The only people who seemed to have put destalinization to some advantage so far were some deviationists in Russia. In a burst of articles the Moscow press last week revealed that party meetings called to criticize the "cult of personality" frequently became critical of the party itself. Said Pravda: "We cannot disregard the fact that some rotten elements are trying to make use of criticism and self-criticism for all sorts of ... anti-party assertions [and are] repeating the hackneyed, slanderous inventions of the foreign reactionary propaganda."
Pravda attacked a number of local party officials and Scientists Avalov, Orlov, Nesterov and Shchedrin for "slanderous statements directed against the party's policy and its Leninist foundations." Singled out for his "provocative, antiparty" attitude was Economist L. D. Yaroshenko, whom Stalin himself denounced for "Bukharinism."
Thus the present "collective leadership" indicated that not only were there deviationists at work in Russia, but showed itself almost as nervous about them as Stalin had been about Bukharin (whom he had executed).
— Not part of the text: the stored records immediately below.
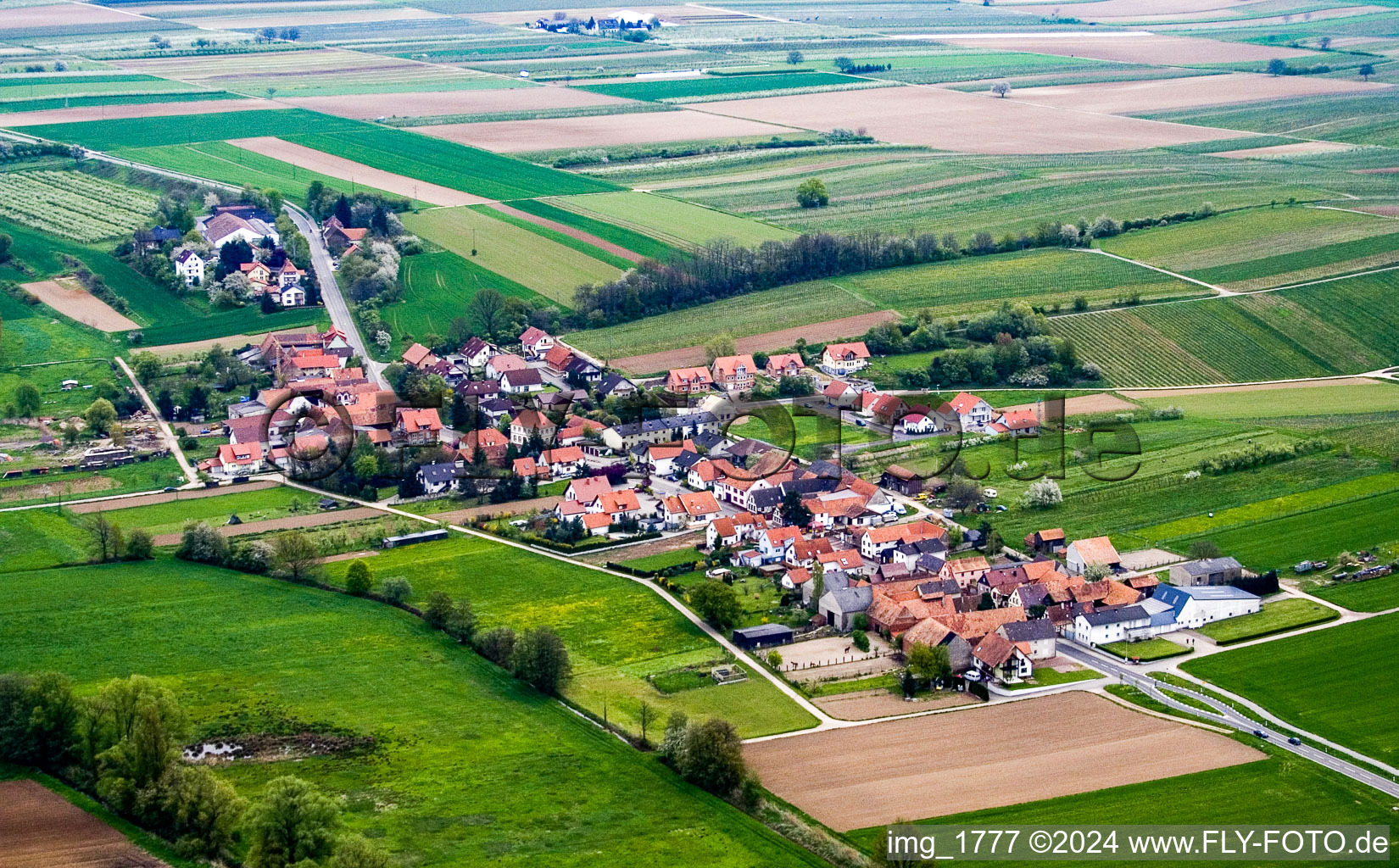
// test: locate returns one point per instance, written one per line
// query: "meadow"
(617, 633)
(739, 316)
(71, 204)
(1360, 119)
(465, 762)
(1345, 326)
(234, 165)
(1278, 617)
(47, 379)
(680, 90)
(1283, 787)
(516, 254)
(671, 220)
(1296, 243)
(637, 242)
(1370, 596)
(437, 287)
(187, 129)
(901, 191)
(1342, 699)
(445, 163)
Warned Pravda:
"The party has never tolerated and will not tolerate petty bourgeois licentiousness . . . The party cannot permit the freedom of discussing problems to be interpreted as freedom to propagate views alien to the spirit of Marxism-Leninism."
Well might free discussion worry the Communist leaders; when they talked of Stalin's great crime, the obvious question to them was, "Where were you?" and the only answer was, "We were afraid." Such a confession of cowardice, and the implied admission of complicity in Stalin's crimes, hardly enhanced their claims to be leaders of men.
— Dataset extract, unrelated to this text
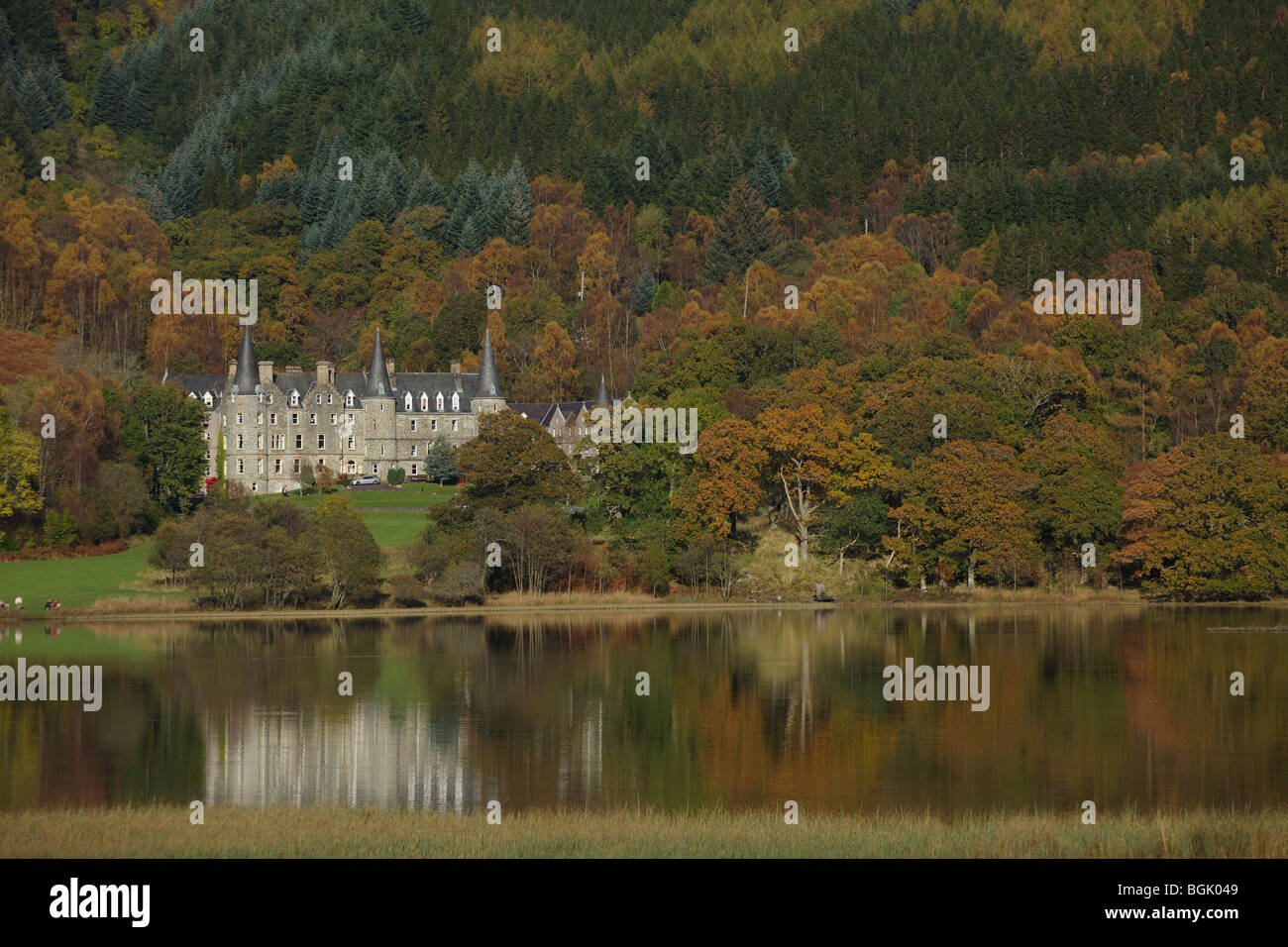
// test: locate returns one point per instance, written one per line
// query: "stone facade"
(273, 423)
The Great Rewrite. One of the chief side effects of the Great Rewrite of history is the rehabilitation of former "Titoist criminals," dead or alive. Among last week's subjects for party absolution was Traicho Rostov, a Bulgarian Communist who had shocked his judges and been hissed in court when he denied having made the 32,000-word "confession" of traitorous acts presented at his trial in 1949. Last week it seemed that Rostov, who had been duly hanged, was really innocent all along.